One creative writing bot that stands out to me is starlit void’s quietscape--the bot pairs a colorful, randomly generated, geometric digital landscape picture with a short, fantastical suggestion/description. Each tweet creates an environment for thoughts to exist in, like a creative writing prompt. At least for me, it serves an essential meditative function within hectic internet space.
I knew that my conversation with starlit void would be a rad discussion about writing and tech, but it bloomed into so much more: an oral history of bot world, seriously cool meditations on mental health, Soundcloud playlist suggestions, + more! Keeping with the futurelit tradition (and my own personal tradition), we avoided a phone call and did our chat over Twitter DMs this time:
what is your favorite environment to create in? (whether it's a certain physical space, listening to a certain kind of music/silence, etc.)
i typically like to be well-caffeinated, alone or in a cafe, & excited about getting something working.... there's a thin line between excited & stressed about how something is going to turn out. i used to go to "game jams" until i discovered it was actually really stressful for me. i'm trying to be more relaxed about my creative output (this is easier said than done) & trying to avoid equating prolificness w/ human value. i think i do my best work when the intended audience is very selective, even 1 or 2 people, or just for myself. i also listen to what i call "robot music" a lot, for example this sort of mix.
----continue below----
tell me a little bit about how you came up with your bot 'quietscape' -- what were your inspirations for it?
as i believe you had already guessed, @quietscape was first intended as a prompt bot, for getting some creative thoughts limbered up.
at first the output was text only, which was easy to do using tracery (TRACERY PLUG: tracery by @galaxykate along w/ http://cheapbotsdonequick.com by @v21 are hands down the greatest twitterbot making tools around, lowering bar to entry for many many people into the complex world of botmakery).
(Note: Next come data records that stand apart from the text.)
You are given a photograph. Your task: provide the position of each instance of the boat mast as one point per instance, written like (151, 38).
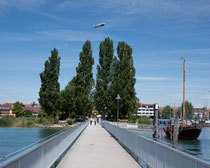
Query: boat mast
(184, 94)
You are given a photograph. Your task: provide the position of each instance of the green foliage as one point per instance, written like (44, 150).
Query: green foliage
(27, 113)
(68, 100)
(123, 82)
(50, 88)
(17, 108)
(145, 120)
(104, 75)
(188, 110)
(132, 119)
(69, 121)
(84, 82)
(167, 112)
(6, 121)
(42, 114)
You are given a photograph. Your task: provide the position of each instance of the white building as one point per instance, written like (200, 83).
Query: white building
(146, 110)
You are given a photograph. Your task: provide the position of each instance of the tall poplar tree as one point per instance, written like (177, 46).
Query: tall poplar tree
(104, 73)
(124, 81)
(68, 100)
(50, 87)
(84, 81)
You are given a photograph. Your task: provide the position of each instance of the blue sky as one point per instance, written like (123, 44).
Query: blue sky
(159, 31)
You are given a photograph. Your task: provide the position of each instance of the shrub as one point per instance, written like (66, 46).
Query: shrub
(27, 113)
(29, 123)
(6, 121)
(145, 120)
(69, 121)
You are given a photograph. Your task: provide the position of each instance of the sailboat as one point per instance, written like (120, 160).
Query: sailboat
(185, 131)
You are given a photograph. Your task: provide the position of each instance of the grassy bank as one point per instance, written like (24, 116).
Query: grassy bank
(32, 121)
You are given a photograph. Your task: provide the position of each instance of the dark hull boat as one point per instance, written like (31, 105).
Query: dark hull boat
(187, 132)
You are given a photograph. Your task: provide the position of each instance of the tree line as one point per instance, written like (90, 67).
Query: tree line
(115, 75)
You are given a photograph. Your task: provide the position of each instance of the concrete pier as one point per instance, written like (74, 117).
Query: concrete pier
(97, 148)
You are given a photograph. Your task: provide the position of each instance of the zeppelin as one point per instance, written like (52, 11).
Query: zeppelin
(99, 25)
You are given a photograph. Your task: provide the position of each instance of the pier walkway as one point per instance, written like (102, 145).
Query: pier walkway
(97, 148)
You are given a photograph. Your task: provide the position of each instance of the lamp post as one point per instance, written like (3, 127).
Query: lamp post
(118, 98)
(208, 106)
(105, 113)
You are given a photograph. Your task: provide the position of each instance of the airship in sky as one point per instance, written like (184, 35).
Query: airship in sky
(99, 25)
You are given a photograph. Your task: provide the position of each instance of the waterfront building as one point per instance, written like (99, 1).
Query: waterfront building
(146, 110)
(6, 109)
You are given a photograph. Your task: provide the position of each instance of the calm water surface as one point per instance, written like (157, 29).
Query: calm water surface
(199, 148)
(15, 138)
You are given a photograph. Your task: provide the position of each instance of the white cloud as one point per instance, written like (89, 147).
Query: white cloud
(150, 78)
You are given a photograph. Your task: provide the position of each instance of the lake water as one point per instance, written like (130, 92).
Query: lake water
(15, 138)
(199, 148)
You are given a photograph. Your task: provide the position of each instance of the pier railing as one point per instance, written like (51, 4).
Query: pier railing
(153, 153)
(44, 155)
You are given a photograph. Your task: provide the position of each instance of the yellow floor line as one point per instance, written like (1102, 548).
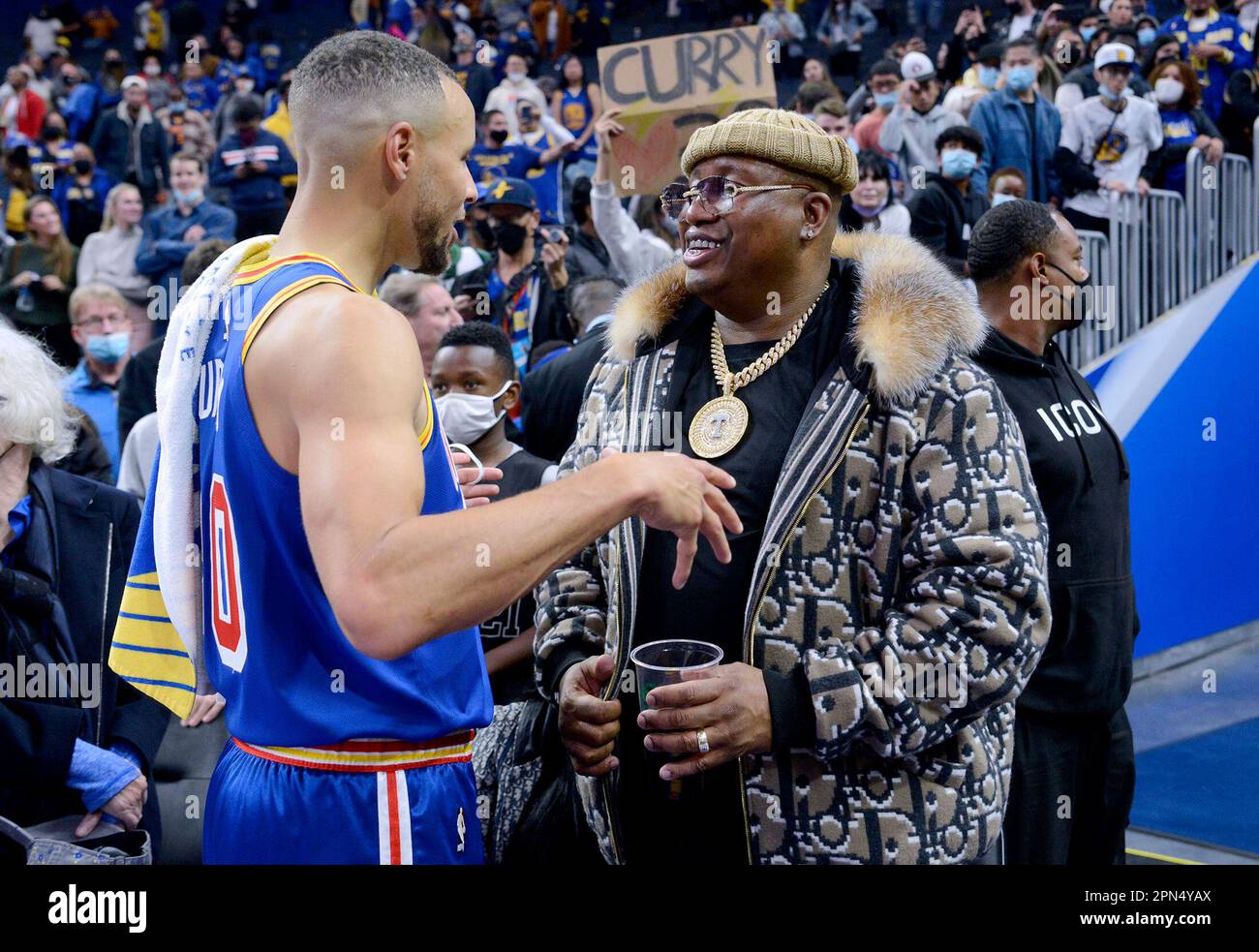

i think at first i did use a few of them as prompts, but quietscape was ultimately too bland & not interesting enough. i added the raytraced images as a proof-of-concept & it's remained almost unchanged ever since. quietscape is still a work in progress!!!!! of course after adding images i came up w/ a huge complex system of how this takes place on a mysterious earth-sized artifact orbiting a binary star system blah blah blah but i felt it was more important to synchronize tweets to my own daytime schedule. i found some code to roughly calculate sunlight intensity & sunrise/sunset times at roughly my latitude for a planet that's roughly earthlike & that was "good enough"!
the schedule is also in line w/ some of my thoughts on bot tweeting volumes. i like that quietscape only tweets 5 times a day (dawn, afternoon, dusk, midnight, & a daily "shrine" tweet), which i think helps keep xem from getting too familiar or overstaying xyr welcome.
i love procedural generation but our minds can feel out the recurring pattern of a bot very quickly, even if there are 50 bazillion possible combinations, which sounds good on paper but doesn't actually provide human quality variety in the output. my partial answer was to make a terse bot. as far as actual inspirations go: quietscape owes quite a lot to tsutomu nihei's architectural renderings, @katierosepipkin & @lorenschmidt's collaborative work, and @edclef & @davidkanaga's game _proteus_. the daily "shrine" tweets are thanks to @trapitolina's @obelisk_bot, which got me thinking about adding more of a physical location feel to quietscape.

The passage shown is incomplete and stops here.